Introduction and
Background
The dataset I am using for my analysis is an extensive collection of
metrics for every NBA player’s game-by-game performance across the
2022-2023 playoff season. It was published on the open-source data
science platform Kaggle (link can be found in references section below).
The original source for the data’s accuracy can be confirmed at
Basketball-reference.com, a well-established database for enthusiasts of
the sport. All statistical analysis will be conducted via the
programming language R.
As for the dataset’s contents, it is composed of all 217 players who
played some amount of time in the 2022-2023 postseason. It contained 30
variables, however only 10 played a role in my analysis, so I created a
reduced dataset which only contained the information pertinent to my
research question. An explanation and breakdown of the names and data
types for the variables used in my analysis is below:
“Player” = player’s name = character
“Pos” = player’s position on the court or in starting lineup =
character
“Tm” = team player plays for = character
“Age” = player’s age = integer
“PTS” = player’s points per game average = double
“AST” = player’s assists per game average = double
“TRB” = player’s rebounds per game average = double
“STL” = player’s steals per game average = double
“BLK” = player’s blocks per game average = double
“MP” = player’s minutes per game average = double
Using this dataset, I will be exploring the relationship that a
player’s impact on the game (measured via their average points,
rebounds, assists, steals and blocks) and circumstance (age, position
and team playing for) has on their playing time (measured by per minute
averages). I will refer to the five primary metrics of productivity
(points, rebounds, assists, steals and blocks) as the “five standard
statistics” of basketball.
I have previously analyzed this dataset and found there to be a
strong, positive and simply linear relationship between a player’s
average scoring output and his average playing time. Through linear
regression modeling and bootstrap sampling, I came to the conclusion
that for every additional point a player averages, his playing time
increases by about 1.4 minutes per game. And more broadly, I can say
that a scoring increase of one point per game will result in an increase
of about 1.3 to 1.55 extra minutes per game 95% of the time.

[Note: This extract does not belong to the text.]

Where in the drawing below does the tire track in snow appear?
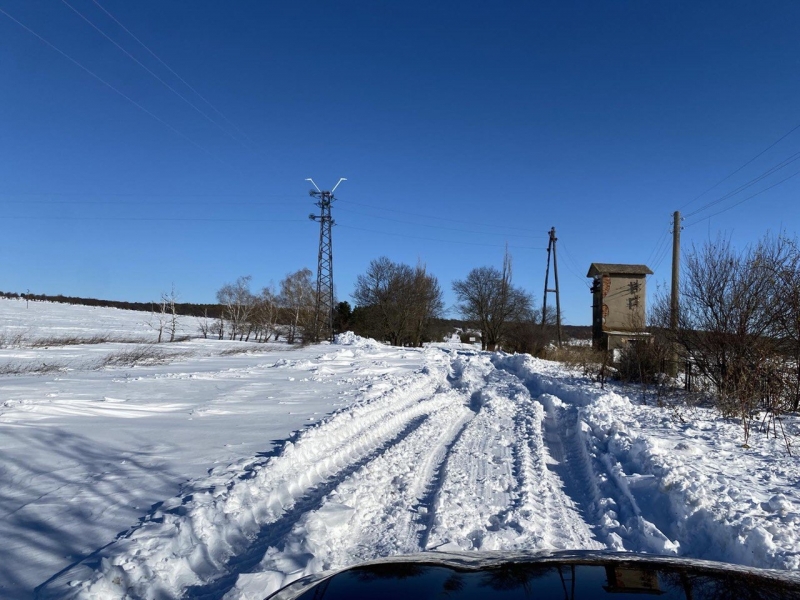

While I initially chose to focus in on the correlation between points
per game and minutes per game due to the overwhelming evidence that a
significant relationship between the two existed (available in
references for further detail), I now plan to expand upon the foundings
of my previous reporting. I will create multi-variate models to
determine how changes in a player’s other metrics, as well as their age,
position and team situation impact their average amount of playing
time.
Given the sufficient size of my dataset, over 200 players from the 16
teams which participated in the postseason, and the reliability of its
sourcing, I am confident that I will be able to come to empirically
justified conclusions.
Multiple Linear
Regression (MLR) Approach
The first modeling strategy I employed to understand what factors
correlated with an NBA player’s average playing time was a multiple
linear regression approach. Setting minutes played as my response and my
dataset’s other six quantitative variables as the predictors, I ran a
linear model which we will refer to as the “Base Regression Model.”
Base Model
The findings of this regression model were definitive. It reported
that per-game averages in the points, rebounds and steals categories
absolutely had a statistically significant correlation with how much
playing time a player got. Alternatively, it was found that not only did
a player’s age and per-game averages in blocks and assists not have a
correlatory impact on his playing time, but it was not particularly
close, especially for assists and blocks per game.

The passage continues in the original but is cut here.